Crucially, though, while the real and immediate risk is necessary if there is to be an arguable breach of the duty, it is not sufficient. In Rabone it was held that the operational duty will exist mostly where has been an “assumption of responsibility” by the state, of which detention, imprisonment etc are the paradigm examples. However, the vulnerability of the person is relevant because the ECtHR has found a breach in certain cases even where there has been no assumption of control by the state e.g. in the case of a child at risk of abuse.

The scope of the positive obligation must also be considered. The standard is “reasonableness” and “what more [the authorities] could be expected to do” [Rabone at 101] but the duty “must be interpreted in a way which does not impose an impossible or disproportionate burden on the authorities, including in respect of the operational choices which must be made in terms of priorities and resources” [Osman v UK 29 EHRR 245 at 116].

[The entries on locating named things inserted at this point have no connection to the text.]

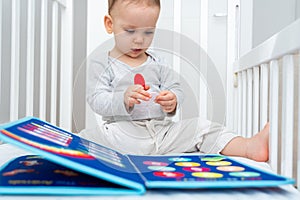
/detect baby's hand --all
[155,90,177,113]
[124,85,151,110]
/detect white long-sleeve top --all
[87,52,184,122]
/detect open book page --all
[129,154,294,188]
[0,118,143,189]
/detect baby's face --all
[111,1,160,58]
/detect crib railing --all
[232,17,300,188]
[0,0,73,130]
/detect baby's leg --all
[221,123,270,162]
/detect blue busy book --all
[0,117,294,195]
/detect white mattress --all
[0,144,300,200]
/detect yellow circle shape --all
[175,162,200,167]
[192,172,223,178]
[206,161,232,166]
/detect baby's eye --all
[125,29,135,33]
[145,31,154,35]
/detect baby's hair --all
[108,0,160,14]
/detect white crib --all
[0,0,73,130]
[233,20,300,188]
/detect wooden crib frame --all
[232,20,300,188]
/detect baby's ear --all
[104,15,113,34]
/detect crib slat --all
[297,52,300,190]
[247,69,253,137]
[0,1,3,103]
[26,0,35,116]
[281,55,294,177]
[259,64,269,129]
[252,66,260,133]
[50,1,58,124]
[236,72,243,135]
[242,71,247,137]
[295,51,300,190]
[269,60,280,173]
[10,0,21,121]
[39,0,48,120]
[59,1,73,131]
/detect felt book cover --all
[0,117,294,195]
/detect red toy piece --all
[134,74,146,90]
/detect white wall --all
[253,0,299,47]
[86,0,227,127]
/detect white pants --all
[79,118,237,155]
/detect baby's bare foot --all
[246,123,270,162]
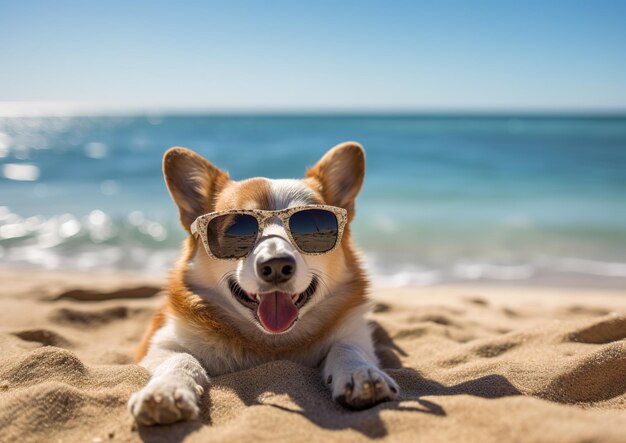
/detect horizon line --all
[0,101,626,118]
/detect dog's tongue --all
[257,291,298,333]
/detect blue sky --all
[0,0,626,111]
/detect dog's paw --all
[326,366,400,409]
[128,381,203,426]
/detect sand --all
[0,270,626,443]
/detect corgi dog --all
[128,142,399,425]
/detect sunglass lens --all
[289,209,339,253]
[207,214,259,258]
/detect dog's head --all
[163,142,365,335]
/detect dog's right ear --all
[163,147,229,232]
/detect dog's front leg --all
[128,348,209,425]
[322,343,400,409]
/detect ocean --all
[0,115,626,288]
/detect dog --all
[128,142,399,425]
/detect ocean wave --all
[0,207,626,287]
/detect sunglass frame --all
[190,205,348,261]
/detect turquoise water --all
[0,115,626,287]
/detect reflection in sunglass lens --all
[207,214,259,258]
[289,209,339,253]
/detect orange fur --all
[135,144,369,360]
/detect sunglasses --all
[191,205,348,260]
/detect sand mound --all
[0,273,626,442]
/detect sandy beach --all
[0,269,626,443]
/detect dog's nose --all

Having undertaken this analysis, Collins Rice J concluded that, contrary to the Coroner’s finding, the real and immediate risk did exist given the deceased’s known lifestyle and habits.

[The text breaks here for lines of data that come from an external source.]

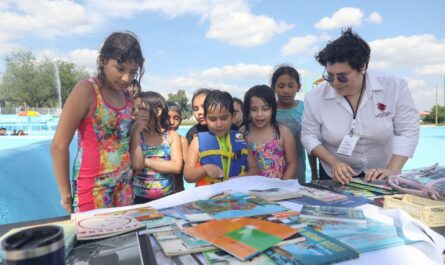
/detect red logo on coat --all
[377,102,386,111]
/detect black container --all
[2,225,65,265]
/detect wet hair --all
[97,31,145,87]
[270,65,300,90]
[167,101,181,116]
[139,91,170,133]
[204,90,235,116]
[233,97,244,111]
[315,28,371,71]
[192,88,212,106]
[244,85,280,139]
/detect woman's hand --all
[331,161,357,184]
[204,164,224,179]
[365,168,397,181]
[60,196,73,214]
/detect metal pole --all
[435,85,439,126]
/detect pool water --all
[0,127,445,224]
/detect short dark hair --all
[244,85,280,138]
[167,101,181,116]
[97,31,145,84]
[315,28,371,71]
[140,91,170,133]
[204,90,234,116]
[192,88,212,106]
[270,65,300,90]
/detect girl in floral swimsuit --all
[244,85,297,179]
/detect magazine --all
[265,225,359,265]
[96,205,164,221]
[289,194,372,208]
[300,205,366,224]
[299,187,347,202]
[203,249,275,265]
[65,233,151,265]
[249,188,302,201]
[184,218,297,261]
[311,179,383,199]
[160,202,213,222]
[301,218,415,253]
[194,191,288,219]
[74,215,145,240]
[351,178,395,191]
[153,230,216,257]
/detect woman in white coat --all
[301,28,420,184]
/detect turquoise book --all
[300,218,416,253]
[300,204,366,224]
[265,227,359,265]
[194,191,288,219]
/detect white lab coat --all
[301,72,420,175]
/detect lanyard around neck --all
[344,75,366,120]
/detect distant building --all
[419,111,431,121]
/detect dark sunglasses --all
[322,68,349,83]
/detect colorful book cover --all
[249,188,302,201]
[346,182,398,195]
[299,187,347,202]
[96,206,164,221]
[184,218,297,261]
[289,194,372,208]
[300,205,366,224]
[160,202,213,222]
[265,225,359,265]
[195,192,288,219]
[153,230,216,257]
[311,179,382,199]
[74,215,145,240]
[301,214,415,253]
[351,178,395,191]
[203,249,275,265]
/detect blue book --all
[288,194,372,208]
[194,192,288,219]
[300,205,366,224]
[265,227,359,265]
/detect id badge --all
[337,134,360,156]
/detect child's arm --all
[279,126,298,179]
[51,81,94,213]
[144,131,183,174]
[243,148,259,176]
[184,137,224,182]
[180,136,189,163]
[130,119,146,170]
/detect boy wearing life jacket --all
[184,90,258,186]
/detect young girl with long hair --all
[244,85,297,179]
[130,91,183,203]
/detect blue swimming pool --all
[0,127,445,224]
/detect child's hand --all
[204,165,224,179]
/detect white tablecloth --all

That was insufficient to require an enhanced Article 2 inquest, because there was no duty in the first place. Mrs Woolf was a person of confirmed capacity, who had exercised her autonomous right to refuse most of the help offered her, despite considerable efforts on the part of the Fire Brigade, social services and other agencies. Mrs Woolf was not a paradigm (detention) case and the fact that she had been discussed in a multi-disciplinary meeting, or that a care plan existed for her was insufficient to trigger the duty. Rabone was a case of the state not exercising powers it undoubtably had; this was a case where the authorities had no power to detain Mrs Woolf. Rabone, the judge stated, is also authority for the proposition that there is no general duty on the state to prevent people from deliberate self-harm, even where the state knows of the risk [para 58].

Parkin is a good illustration of the complexities in this area. Where, you might wonder, does it leave the more common “suicide” cases – that is where the deceased was being cared for in the community, was threatening suicide and eventually carried it out. It was said in Rabone that the category of cases where the operational duty arises is not closed. In this author’s view that is not carte blanche for a coroner to extend it, rather than waiting for a higher court to do so, but it does introduce a level of uncertainty into the argument.

Arguments on the operational duty require a detailed analysis of the person, their vulnerability, the risk they face whether at their own hand or that of others, their attitude to any risk, their right to autonomy, their mental capacity, and the power of the authorities to force them to accept help or to protect them by some form of detention.  The Coroner in this case rightly refused to bring the case under the Rabone principles, or extend the principles to this sort of case, but the pressure to find that the duty applies, in particular from advocates family members of the deceased, is not going to let up.